Le dernier chapitre, le IX, commence par poser une question : pourquoi le fils de Myriam a-t-il détruit les archives de sa mère et s'est-il acharné à interdire la publication de sa biographie, ainsi que la réédition de ses livres ? La réponse n'est pas évidente et je vous laisse le découvrir. Sur Faouaz, j'ai moi-même retrouvé sa trace dans les fichiers de l'Insee. Il est dit Hatem-Perrault, naturalisé en 1963, ce qui n'est pas totalement concordant avec les éléments énoncés dans la biographie. Est-ce la même personne ? Il semble bien. Ce Faouaz est dit né à Khabab (Syrie) en 1911 et est décédé à Neuilly en 2009 à 98 ans.
De fait, s'il n'y a plus d'archives personnelles de Myriam Harry, sur quelle documentation s'appuie l'autrice ? Elle s'appuie beaucoup sur les ouvrages de Myriam Harry afin d'y extraire des éléments de sa vie. Elle souligne souvent que Myriam avait une certaine propension à l'exagération.
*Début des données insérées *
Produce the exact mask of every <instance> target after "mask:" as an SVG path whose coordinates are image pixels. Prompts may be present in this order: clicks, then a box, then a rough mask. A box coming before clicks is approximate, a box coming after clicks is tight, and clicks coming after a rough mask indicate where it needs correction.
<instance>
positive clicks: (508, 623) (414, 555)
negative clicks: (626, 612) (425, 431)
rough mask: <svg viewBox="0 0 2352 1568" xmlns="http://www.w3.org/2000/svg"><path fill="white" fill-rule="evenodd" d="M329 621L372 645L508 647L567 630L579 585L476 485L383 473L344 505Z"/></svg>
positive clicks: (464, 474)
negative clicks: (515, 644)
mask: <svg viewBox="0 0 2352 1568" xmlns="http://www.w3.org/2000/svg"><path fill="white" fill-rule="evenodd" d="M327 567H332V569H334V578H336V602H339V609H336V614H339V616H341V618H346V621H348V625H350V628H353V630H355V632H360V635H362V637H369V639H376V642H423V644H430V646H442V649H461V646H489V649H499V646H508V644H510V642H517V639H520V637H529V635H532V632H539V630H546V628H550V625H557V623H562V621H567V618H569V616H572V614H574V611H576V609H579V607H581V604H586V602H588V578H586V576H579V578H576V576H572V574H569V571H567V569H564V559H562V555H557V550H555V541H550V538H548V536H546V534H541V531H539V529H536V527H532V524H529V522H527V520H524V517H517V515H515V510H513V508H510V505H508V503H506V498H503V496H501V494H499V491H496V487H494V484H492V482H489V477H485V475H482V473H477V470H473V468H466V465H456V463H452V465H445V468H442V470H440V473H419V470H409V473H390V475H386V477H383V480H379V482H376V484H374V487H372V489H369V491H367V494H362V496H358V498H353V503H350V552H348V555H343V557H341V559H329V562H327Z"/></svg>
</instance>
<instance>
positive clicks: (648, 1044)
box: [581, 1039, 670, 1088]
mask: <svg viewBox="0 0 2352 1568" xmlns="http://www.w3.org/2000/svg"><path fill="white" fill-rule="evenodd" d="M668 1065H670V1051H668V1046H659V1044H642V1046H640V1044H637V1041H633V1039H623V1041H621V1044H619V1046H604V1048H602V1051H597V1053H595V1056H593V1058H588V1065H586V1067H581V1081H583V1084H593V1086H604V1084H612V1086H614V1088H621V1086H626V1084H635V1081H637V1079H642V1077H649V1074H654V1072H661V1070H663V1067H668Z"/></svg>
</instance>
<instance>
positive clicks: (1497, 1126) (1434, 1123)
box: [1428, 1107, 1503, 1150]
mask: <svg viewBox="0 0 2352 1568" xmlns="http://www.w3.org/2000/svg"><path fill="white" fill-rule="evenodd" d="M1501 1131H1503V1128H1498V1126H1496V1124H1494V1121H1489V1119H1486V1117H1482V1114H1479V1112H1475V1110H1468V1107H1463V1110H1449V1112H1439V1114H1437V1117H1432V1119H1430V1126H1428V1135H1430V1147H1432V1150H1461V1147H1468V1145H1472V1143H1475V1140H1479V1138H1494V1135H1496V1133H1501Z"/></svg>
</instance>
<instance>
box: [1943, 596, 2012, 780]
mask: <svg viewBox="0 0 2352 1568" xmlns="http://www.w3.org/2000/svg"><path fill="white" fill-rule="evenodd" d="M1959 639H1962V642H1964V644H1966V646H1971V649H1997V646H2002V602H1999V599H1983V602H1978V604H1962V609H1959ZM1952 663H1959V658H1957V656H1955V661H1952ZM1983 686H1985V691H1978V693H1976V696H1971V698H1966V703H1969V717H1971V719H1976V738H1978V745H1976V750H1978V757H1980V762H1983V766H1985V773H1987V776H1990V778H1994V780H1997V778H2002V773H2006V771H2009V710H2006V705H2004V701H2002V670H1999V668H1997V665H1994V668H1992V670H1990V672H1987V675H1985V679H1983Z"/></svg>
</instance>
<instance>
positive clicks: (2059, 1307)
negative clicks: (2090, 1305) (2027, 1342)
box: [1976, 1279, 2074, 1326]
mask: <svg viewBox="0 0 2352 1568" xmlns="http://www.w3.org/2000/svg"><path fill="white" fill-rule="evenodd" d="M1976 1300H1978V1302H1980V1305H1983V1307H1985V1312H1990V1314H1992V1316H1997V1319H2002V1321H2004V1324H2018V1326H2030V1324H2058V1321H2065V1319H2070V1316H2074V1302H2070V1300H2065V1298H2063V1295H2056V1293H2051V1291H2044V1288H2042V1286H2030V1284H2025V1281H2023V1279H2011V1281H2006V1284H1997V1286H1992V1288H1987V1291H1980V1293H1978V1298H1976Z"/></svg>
Elle s'appuie aussi sur des éléments de correspondance, sur des vérifications in situ, sur la presse de l'époque ou encore sur des documents des archives nationales, du ministère des affaires étrangères ou de la BNF. La documentation est donc riche et variée, complétée par de nombreuses illustrations, qui rendent la lecture assez vivante, car les lieux ou les personnes évoquées ne disent la plupart du temps rien au non-spécialiste (comme moi).
Certaines thématiques reviennent évidemment souvent dans cette vie, comme la religion (luthérienne dans le cas de Myriam), la littérature bien sûr, la condition des femmes dans les sociétés européennes, mais aussi dans les autres régions du monde (Myriam s'intéressait beaucoup à cette question), ou encore l'art. Nous découvrons la bonne société allemande, la société française, mais aussi les sociétés coloniales et orientales.
J'ai donc vraiment aimé cette biographie, peut-être pas tant pour le personnage de Myriam Harry en tant que tel, mais surtout pour la plongée dans un monde qui m'était presque totalement inconnue (ou très superficiellement). Dans mon résumé rapide de la vie Myriam Harry j'oublie sans doute des détails, car le livre fourmille d'informations et de noms et il est assez difficile de tout retenir. Dès lors, je vous invite bien sûr à vous y plonger, d'autant plus que les biographies de femmes de lettres du XXe siècle sont rares.